Geschehen war Folgendes: Unmittelbar vor dem Schießplatz überquert die von Rövershagen kommende Bäderbahn die Zufahrt zum Schießplatz. Als der Schützenpanzerwagen die ersten Absperrposten im Wald eingesammelt hatte und diese zum Platz bringen wollte, hatte der Fahrer einen herannahenden Zug nicht bemerkt. Es krachte. Die Lok hatte das Fahrzeug seitlich erfasst, mitgeschleift und demoliert. Im Fahrzeug saßen acht Kameraden. Sechs wurden verletzt, vier von ihnen schwer, sie mussten in die Uniklinik eingeliefert werden.

Dann hattest du einen riesigen Dusel, Dierk. Wäre der Panzerwagen erst in deine Richtung gefahren um dich abzuholen, hättest du auch im Fahrzeug sitzen können."

Ja, daran habe ich bis heute noch gar nicht gedacht, du hast ja recht, mein Bester."

Wie ging die Sache nun aus?"

Wie gesagt, vier von ihnen waren schwer verletzt worden. Am schlimmsten hat es meinen Bettnachbarn erwischt. Jörg Friede heißt er, kam aus Berlin-Pankow.“

Er gehörte zu den letzten Freiwilligen der NVA. Im Herbst 1961, noch während des Mauerbaus, wurden im sogenannten FDJ-Aufgebot sehr viele Jugendliche massiv unter Druck gesetzt, um einem Eintritt in die NVA zuzustimmen. Das waren die letzten Freiwilligen, die ja gar nicht so freiwillig die Uniform anzogen. Doch dieser Jörg war nicht nur mein Bettnachbar, er war mein bester Kamerad in der Kompanie. Er und ich haben so manchen Unfug verzapft und den Kompaniechef Knopfe, von uns Knöpfchen genannt, und den Spieß Hackie bis zur Weißglut geärgert. Bereitet mir noch heute großes Vergnügen, daran zurückzudenken.

Da lag der Jörg nun also in der Rostocker Uniklinik mit einem Silbernagel im komplizierten Bruch des Oberschenkels. Ende des Monats sollte er, ebenso wie ich, endgültig die Soldatenkluft ausziehen dürfen. Gemeinsam wollten wir in der Gaststätte bei „Mutti“ in der Schwimmhalle Neptun eine richtig Sause veranstalten. Daraus wurde aber leider nichts, seine Verletzungen entzündeten sich und begannen zu eitern. Zwei Tage vor meinem Entlassungstermin besuchte ich ihn noch einmal in der Uniklinik, um mich von einem sehr guten Kameraden zu verabschieden.

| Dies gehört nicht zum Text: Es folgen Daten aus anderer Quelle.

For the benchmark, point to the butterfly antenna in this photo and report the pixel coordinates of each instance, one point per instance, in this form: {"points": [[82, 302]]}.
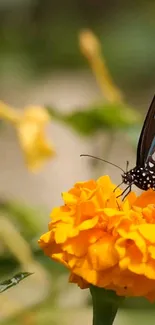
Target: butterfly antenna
{"points": [[108, 162]]}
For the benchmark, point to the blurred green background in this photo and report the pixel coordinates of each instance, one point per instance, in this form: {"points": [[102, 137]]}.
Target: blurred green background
{"points": [[41, 63]]}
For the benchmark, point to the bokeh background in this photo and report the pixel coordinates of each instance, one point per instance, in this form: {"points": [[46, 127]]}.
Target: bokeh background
{"points": [[42, 63]]}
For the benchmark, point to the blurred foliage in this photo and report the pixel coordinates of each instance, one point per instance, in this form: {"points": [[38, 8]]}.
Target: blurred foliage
{"points": [[42, 36], [27, 218], [7, 284], [98, 117]]}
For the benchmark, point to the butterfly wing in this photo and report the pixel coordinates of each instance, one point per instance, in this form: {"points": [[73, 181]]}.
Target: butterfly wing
{"points": [[146, 144]]}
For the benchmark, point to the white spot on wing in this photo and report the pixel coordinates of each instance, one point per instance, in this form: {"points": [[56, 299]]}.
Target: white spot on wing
{"points": [[150, 164]]}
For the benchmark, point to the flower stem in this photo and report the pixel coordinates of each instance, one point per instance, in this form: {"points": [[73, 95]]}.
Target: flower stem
{"points": [[105, 305]]}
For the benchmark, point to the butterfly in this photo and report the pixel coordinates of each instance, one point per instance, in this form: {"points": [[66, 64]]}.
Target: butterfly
{"points": [[143, 174]]}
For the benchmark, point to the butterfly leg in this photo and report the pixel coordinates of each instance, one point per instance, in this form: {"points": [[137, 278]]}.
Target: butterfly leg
{"points": [[127, 188], [117, 186], [127, 193], [127, 166]]}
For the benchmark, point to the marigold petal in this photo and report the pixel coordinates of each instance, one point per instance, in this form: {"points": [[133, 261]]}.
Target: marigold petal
{"points": [[105, 241], [148, 232]]}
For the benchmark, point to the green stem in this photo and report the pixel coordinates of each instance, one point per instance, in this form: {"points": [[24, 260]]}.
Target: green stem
{"points": [[105, 305]]}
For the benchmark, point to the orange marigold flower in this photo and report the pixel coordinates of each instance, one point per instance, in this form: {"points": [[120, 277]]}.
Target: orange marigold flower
{"points": [[104, 241]]}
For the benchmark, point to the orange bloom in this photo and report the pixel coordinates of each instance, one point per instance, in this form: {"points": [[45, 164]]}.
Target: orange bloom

Seid ihr in Kontakt geblieben, du und dein Freund Jörg?"

Nein, ich habe nie erfahren, ob er wieder gesund wurde und wann er nach Hause durfte. Ich musste all die Jahre immer mal wieder an ihn denken."

Es ist wohl davon auszugehen, dass die Ostsee-Zeitung damals nicht über dieses Bahnunglück bei Wiethagen berichtet hat.